Salmon Quinoa Bowls!

Updated: Jan 23, 2021

This savory dish is full of COLOR and FLAVOR that will leave you feeling satisfied and energized!

When cooking with fish, you want to make sure you choose a wild caught source. This allows you to receive the full health benefits without any of the toxicity that is found in farm raised fish due to their unnatural diets, added hormones, antibiotics, and coloring.

Quinoa is a seed that has a light nutty flavor.

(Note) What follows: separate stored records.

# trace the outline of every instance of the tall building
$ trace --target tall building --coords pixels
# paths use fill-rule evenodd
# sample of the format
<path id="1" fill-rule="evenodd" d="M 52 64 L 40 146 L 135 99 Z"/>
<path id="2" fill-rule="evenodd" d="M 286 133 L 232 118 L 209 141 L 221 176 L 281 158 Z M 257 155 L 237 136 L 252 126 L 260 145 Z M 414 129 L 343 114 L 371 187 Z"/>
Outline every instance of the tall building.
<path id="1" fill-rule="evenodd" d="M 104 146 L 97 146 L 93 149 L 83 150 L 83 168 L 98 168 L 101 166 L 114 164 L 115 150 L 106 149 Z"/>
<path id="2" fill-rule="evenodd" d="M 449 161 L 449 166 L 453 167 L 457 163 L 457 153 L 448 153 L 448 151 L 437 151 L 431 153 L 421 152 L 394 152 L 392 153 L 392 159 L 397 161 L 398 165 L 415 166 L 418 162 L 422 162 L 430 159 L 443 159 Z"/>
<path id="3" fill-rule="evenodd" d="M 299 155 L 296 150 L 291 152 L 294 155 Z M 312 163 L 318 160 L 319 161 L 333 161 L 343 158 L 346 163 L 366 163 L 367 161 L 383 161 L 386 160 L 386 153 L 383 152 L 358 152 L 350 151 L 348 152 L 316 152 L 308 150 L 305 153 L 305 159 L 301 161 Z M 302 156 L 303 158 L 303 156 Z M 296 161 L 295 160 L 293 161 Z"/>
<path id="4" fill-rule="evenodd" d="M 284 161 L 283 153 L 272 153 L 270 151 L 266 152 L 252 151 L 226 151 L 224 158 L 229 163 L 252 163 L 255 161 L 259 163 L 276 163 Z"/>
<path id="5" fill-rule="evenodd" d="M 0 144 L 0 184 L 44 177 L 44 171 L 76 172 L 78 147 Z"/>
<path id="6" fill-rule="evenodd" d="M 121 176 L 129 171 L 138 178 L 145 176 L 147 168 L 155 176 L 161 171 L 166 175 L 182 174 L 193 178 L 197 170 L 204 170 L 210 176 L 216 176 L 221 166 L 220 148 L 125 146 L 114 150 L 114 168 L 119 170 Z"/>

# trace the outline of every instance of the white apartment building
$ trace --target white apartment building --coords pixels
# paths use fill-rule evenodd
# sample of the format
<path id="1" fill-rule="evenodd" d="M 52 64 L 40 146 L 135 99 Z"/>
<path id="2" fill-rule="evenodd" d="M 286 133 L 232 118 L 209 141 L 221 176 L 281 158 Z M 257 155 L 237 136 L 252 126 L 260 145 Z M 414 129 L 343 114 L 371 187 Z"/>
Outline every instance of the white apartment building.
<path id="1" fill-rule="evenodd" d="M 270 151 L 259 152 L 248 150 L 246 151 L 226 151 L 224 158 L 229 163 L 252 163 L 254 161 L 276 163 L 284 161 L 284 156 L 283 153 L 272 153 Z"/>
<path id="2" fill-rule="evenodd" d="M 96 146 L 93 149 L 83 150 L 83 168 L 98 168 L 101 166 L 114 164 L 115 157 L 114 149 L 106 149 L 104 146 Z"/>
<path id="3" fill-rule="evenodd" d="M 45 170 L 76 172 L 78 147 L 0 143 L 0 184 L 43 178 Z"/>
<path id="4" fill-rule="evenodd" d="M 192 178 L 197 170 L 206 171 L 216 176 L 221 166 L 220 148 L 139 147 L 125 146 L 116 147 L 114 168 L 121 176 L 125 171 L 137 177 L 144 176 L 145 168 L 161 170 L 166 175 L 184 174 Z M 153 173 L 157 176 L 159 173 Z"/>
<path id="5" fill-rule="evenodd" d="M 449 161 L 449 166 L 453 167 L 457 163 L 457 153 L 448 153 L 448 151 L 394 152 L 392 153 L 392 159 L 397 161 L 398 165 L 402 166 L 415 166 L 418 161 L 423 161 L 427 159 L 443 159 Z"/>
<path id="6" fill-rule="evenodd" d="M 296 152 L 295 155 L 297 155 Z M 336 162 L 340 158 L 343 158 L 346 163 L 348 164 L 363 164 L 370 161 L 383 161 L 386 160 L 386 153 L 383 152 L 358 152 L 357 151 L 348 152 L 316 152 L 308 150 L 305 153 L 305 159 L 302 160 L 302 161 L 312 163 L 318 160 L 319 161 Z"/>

Rich in fiber, minerals, antioxidants and all nine essential amino acids, quinoa is a super food that pairs PERFECT with almost any dish!



  • 2 Wild Caught Alaskan Salmon Fillets

  • 2 cups Organic Broccoli

  • 1 Organic Bell Pepper

  • 1 Organic Onion

  • 1 Tbs minced Garlic

  • 3 Tbs Liquid Coconut Amino Acids

  • 1 Cup Organic Quinoa

  • Pepper

  • Sea Salt

  • Ginger

  • Sesame Seeds (optional)


  1. For the Quinoa- We cook in our instant pot- 1 cup quinoa, 1 and 3/4 cup water, set on high pressure for 1 minute, then SLOW RELEASE for 17-20 minutes. If you don't have an instant pot, there will be instructions on the bag to cook on the stove.

  2. For the Salmon- Preheat oven to 350. Place avocado oil in your dish to prevent sticking, and lay salmon patties skin side down (if applicable.) Cover the top with salt and a generous amount of pepper. Bake for 16 minutes.

  3. For the Peppers and Onions- Chop and saute on the stove until softened. Add salt, pepper, and ginger and minced garlic to taste.

  4. For the Broccoli- Cut broccoli in florets and steam in a pan. (Place broccoli in pan with a small amount water, cover and let cook until broccoli has softened.) Once all the water has evaporated, add in the liquid coconut amino acids and let simmer for a few minutes for the broccoli to soak up.

  5. To Assemble- makes 2 servings: Place quinoa in a large bowl, add salmon, then veggies. Pour on any additional sauces from the broccoli. Sprinkle with sesame seeds!